Счастье брезжило, точно полоска рассвета там, в глубокой ночи, – я верила, он сразу узнает меня, а я узнаю его, и мы всегда будем вместе, неразлучны и неразделимы, как плоть и дух, день и ночь, зима и лето.

Я сразу узнала его.

Ну, конечно, как я могла ошибиться – я помнила это лицо с обложки «Студенческого меридиана» за семьдесят девятый год, вначале появилась сверкающая, ослепительная – от уха до уха – улыбка, шапка курчавых волос – правда, автомата Калашникова не было на этот раз.

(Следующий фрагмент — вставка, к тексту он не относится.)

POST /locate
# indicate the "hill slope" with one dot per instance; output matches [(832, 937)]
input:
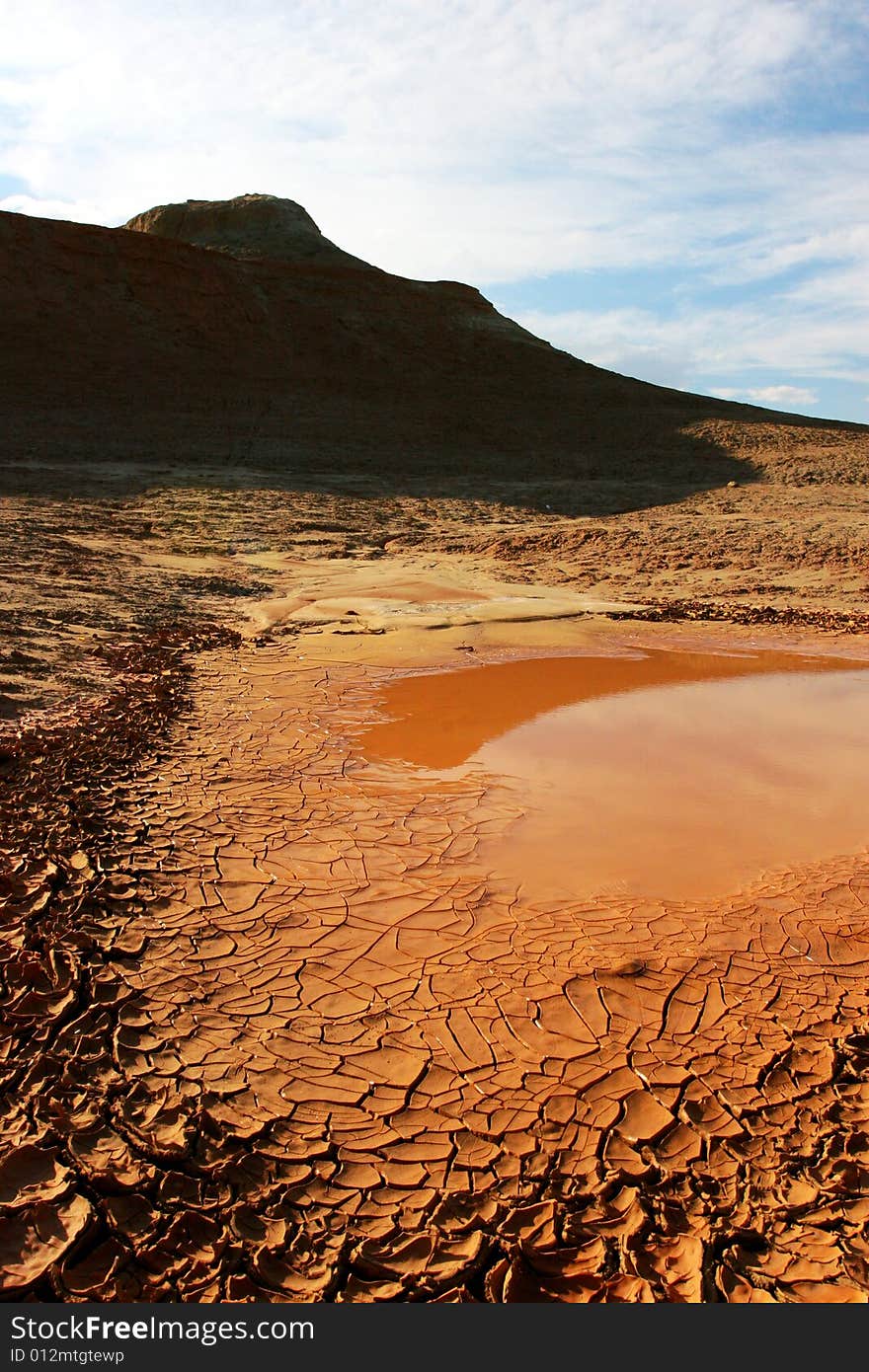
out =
[(234, 331)]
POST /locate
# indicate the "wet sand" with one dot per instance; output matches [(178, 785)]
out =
[(295, 1044), (654, 773)]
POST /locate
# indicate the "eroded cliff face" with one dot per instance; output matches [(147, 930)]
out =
[(236, 333), (246, 227)]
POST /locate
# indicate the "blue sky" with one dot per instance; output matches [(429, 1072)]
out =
[(678, 191)]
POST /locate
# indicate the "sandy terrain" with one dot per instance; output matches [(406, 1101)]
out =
[(275, 1029)]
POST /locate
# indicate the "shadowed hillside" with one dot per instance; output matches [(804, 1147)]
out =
[(260, 342)]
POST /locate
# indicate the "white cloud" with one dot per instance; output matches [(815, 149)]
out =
[(774, 397), (738, 341), (488, 140)]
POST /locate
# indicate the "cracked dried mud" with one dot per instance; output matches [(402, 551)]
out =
[(281, 1028)]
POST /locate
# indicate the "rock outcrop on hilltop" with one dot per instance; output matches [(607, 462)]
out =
[(234, 331), (247, 227)]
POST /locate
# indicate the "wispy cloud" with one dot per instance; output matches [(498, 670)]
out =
[(490, 140), (776, 397)]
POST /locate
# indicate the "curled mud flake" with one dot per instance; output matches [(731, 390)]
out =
[(34, 1239), (376, 1077), (31, 1174)]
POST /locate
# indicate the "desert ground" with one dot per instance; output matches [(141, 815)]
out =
[(277, 1029)]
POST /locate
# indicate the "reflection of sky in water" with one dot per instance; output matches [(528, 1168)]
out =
[(678, 788)]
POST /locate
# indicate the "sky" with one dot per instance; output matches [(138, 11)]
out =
[(674, 190)]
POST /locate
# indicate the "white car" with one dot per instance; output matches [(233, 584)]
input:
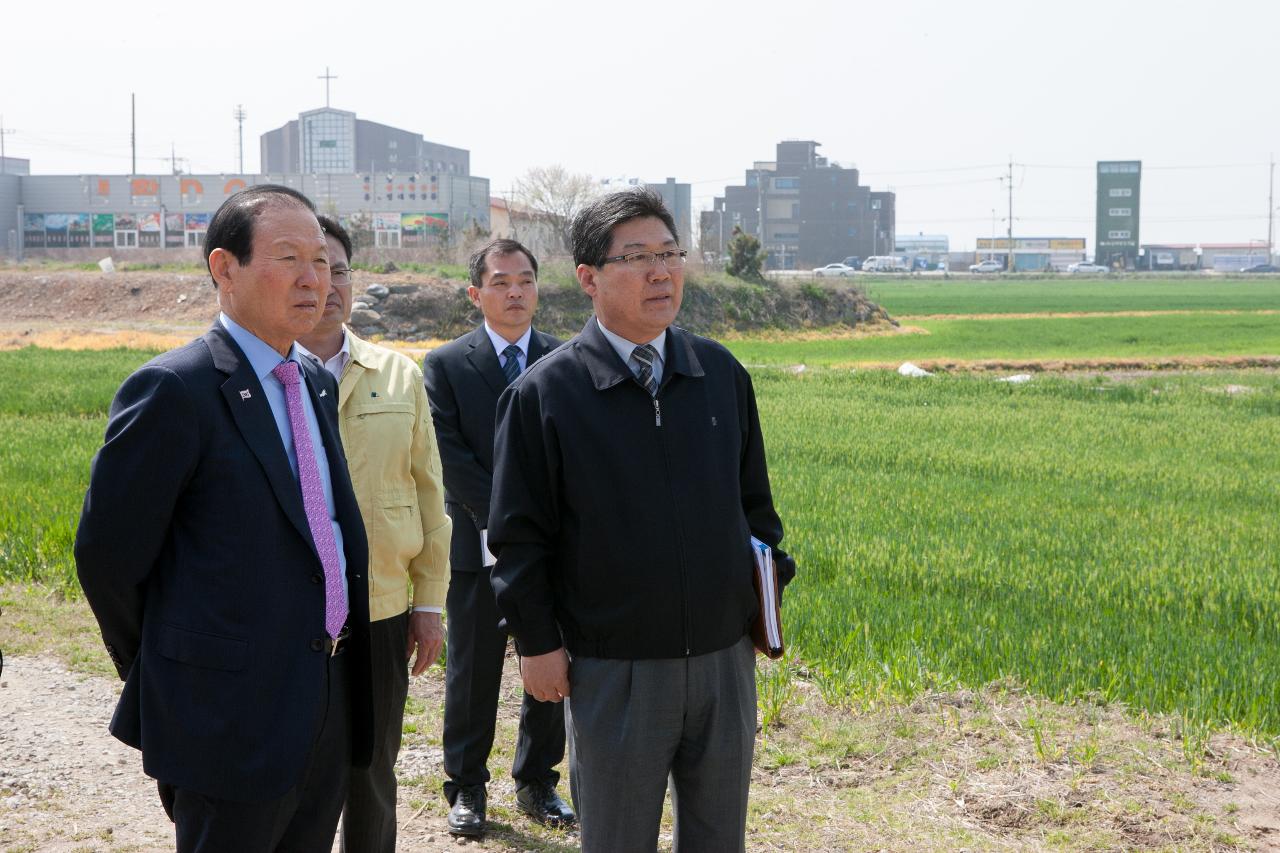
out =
[(833, 269), (1087, 268)]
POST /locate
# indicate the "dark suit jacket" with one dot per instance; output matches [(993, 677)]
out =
[(464, 381), (195, 553)]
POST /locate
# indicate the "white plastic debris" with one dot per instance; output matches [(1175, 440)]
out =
[(908, 369)]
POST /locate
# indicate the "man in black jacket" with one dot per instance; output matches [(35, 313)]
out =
[(630, 477), (464, 379)]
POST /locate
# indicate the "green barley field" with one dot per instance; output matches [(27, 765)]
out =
[(1078, 536)]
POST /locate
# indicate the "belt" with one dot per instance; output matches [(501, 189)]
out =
[(338, 644)]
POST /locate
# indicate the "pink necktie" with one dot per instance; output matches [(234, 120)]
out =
[(312, 498)]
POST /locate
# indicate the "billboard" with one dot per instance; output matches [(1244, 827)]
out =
[(1118, 213)]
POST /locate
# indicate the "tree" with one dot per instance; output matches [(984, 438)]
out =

Камни и облака, облака и камни. Что поделать, если я предпочитаю рубашки свободного кроя, чаще мужские, – однажды я долго искала рубашку такого особого оттенка, включающего в себя и пронизывающую синеву танжерского неба и цвет полоски моря у самого горизонта, – не только в цвете дело, но ещё и в качестве ткани, – рубашка должна плескаться, ниспадать, едва касаться кожи, разумеется, подчёркивать белизну шеи, хрупкость запястий и ключиц, – в сочетании с выгоревшими до белизны джинсами и открытыми сандалиями она может стать совершенно необходимым компонентом надвигающейся свободы, – тем самым флагом, который я готова буду предъявить по первому требованию.

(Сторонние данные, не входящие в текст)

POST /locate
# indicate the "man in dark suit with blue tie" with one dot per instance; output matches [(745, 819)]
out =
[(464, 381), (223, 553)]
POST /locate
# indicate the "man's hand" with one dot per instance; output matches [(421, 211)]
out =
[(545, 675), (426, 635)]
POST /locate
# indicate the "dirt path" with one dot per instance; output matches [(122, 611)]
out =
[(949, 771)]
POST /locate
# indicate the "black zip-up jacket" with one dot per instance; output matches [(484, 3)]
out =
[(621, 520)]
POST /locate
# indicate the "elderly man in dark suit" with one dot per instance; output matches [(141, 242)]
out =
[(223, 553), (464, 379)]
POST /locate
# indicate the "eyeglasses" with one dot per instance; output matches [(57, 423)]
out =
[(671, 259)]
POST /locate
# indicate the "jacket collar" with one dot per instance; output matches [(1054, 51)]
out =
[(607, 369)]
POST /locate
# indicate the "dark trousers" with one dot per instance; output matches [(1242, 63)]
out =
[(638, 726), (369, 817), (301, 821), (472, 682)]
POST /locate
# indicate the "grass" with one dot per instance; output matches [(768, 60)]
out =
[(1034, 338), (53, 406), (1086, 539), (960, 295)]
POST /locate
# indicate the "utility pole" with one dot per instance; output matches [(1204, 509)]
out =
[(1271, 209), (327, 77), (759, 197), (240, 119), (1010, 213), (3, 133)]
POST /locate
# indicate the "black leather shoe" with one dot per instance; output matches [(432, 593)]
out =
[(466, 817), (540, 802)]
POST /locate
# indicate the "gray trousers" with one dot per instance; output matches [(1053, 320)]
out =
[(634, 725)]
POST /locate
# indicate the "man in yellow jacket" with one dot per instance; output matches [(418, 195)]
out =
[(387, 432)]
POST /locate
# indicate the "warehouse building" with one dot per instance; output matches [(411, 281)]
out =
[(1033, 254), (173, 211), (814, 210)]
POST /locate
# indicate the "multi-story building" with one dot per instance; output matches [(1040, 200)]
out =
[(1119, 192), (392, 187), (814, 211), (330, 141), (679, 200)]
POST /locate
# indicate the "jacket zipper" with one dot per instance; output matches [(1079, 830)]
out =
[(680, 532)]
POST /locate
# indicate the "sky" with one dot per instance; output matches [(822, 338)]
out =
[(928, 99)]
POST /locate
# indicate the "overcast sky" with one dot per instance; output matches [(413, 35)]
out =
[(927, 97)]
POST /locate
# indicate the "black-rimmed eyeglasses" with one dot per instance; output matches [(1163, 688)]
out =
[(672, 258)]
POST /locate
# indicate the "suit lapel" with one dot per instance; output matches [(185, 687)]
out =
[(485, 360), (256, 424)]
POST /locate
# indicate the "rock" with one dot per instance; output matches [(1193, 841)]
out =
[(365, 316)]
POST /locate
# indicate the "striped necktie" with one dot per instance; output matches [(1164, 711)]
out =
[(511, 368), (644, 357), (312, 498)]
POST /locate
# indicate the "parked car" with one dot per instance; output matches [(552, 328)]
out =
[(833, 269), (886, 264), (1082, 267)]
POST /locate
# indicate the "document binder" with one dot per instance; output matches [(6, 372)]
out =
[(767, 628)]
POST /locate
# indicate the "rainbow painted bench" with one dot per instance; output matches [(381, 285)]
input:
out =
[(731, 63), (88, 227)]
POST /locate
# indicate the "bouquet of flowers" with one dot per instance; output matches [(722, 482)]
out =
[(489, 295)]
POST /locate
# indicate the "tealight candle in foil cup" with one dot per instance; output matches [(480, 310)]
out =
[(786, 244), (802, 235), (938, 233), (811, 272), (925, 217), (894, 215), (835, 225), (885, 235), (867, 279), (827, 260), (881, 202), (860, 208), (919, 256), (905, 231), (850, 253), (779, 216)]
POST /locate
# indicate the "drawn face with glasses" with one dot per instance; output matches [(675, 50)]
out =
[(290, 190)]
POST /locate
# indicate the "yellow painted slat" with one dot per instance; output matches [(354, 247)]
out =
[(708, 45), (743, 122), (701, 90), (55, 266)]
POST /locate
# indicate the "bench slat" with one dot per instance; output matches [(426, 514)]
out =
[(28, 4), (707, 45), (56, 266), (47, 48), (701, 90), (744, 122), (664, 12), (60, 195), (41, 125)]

Предвкушение было во всём, – в густой кофейной гуще на дне чашки, в ночной бодрости, в расплывающемся от жары асфальте, в йодистых испарениях, достигающих третьего этажа, – с мучительным периодом было покончено, – непременным атрибутом новой жизни под стать рубашке должно было стать море, побережье, небольшой городок у моря, влажная галька под ногами, праздные посетители кафешек, фисташковый пломбир увенчанный шоколадной розочкой и бразильским орехом, по вечерам – бесхитростный стриптиз в местном стрип-баре. Это не могло оставаться просто мечтой. Вы не задумывались над тем, что самые важные решения принимаются в обыденные и даже тривиальные моменты, например, во время стрижки ногтей на правой руке бывшего любовника. Ситуация требовала не просто осторожности, но щепетильности. Его жена в это самое время громко разговаривала с кем-то по телефону, о каких-то пайках, подписях и долгах. Никогда ещё я не стригла ногти мужчине, но это только придавало ощущение жертвенности всей ситуации, – немножко сестрой милосердия ощущала я себя, – помню, рубашка на мне была цвета хаки, это была великолепная рубашка из хлопка с незначительной примесью полиэстера, и цвет её сочетался с той жертвой, которую я приносила, расставаясь с любовником во время стрижки ногтей. Какие-то люди входили и выходили, трезвонил мобильный.

Что я точно помню, так это его глаза, – совершенно оленьи, взирающие на меня с библейской кротостью. Они вопрошали и молчали, – слова были не нужны. На чаше весов оказалась чья-то жизнь, – с одной стороны, все эти люди, мобильные телефоны, металлические нотки в голосе его жены, и одна единственная ночь, казалось бы, невозможная, но перевернувшая всё, все мои соображения о верности, добродетели, морали.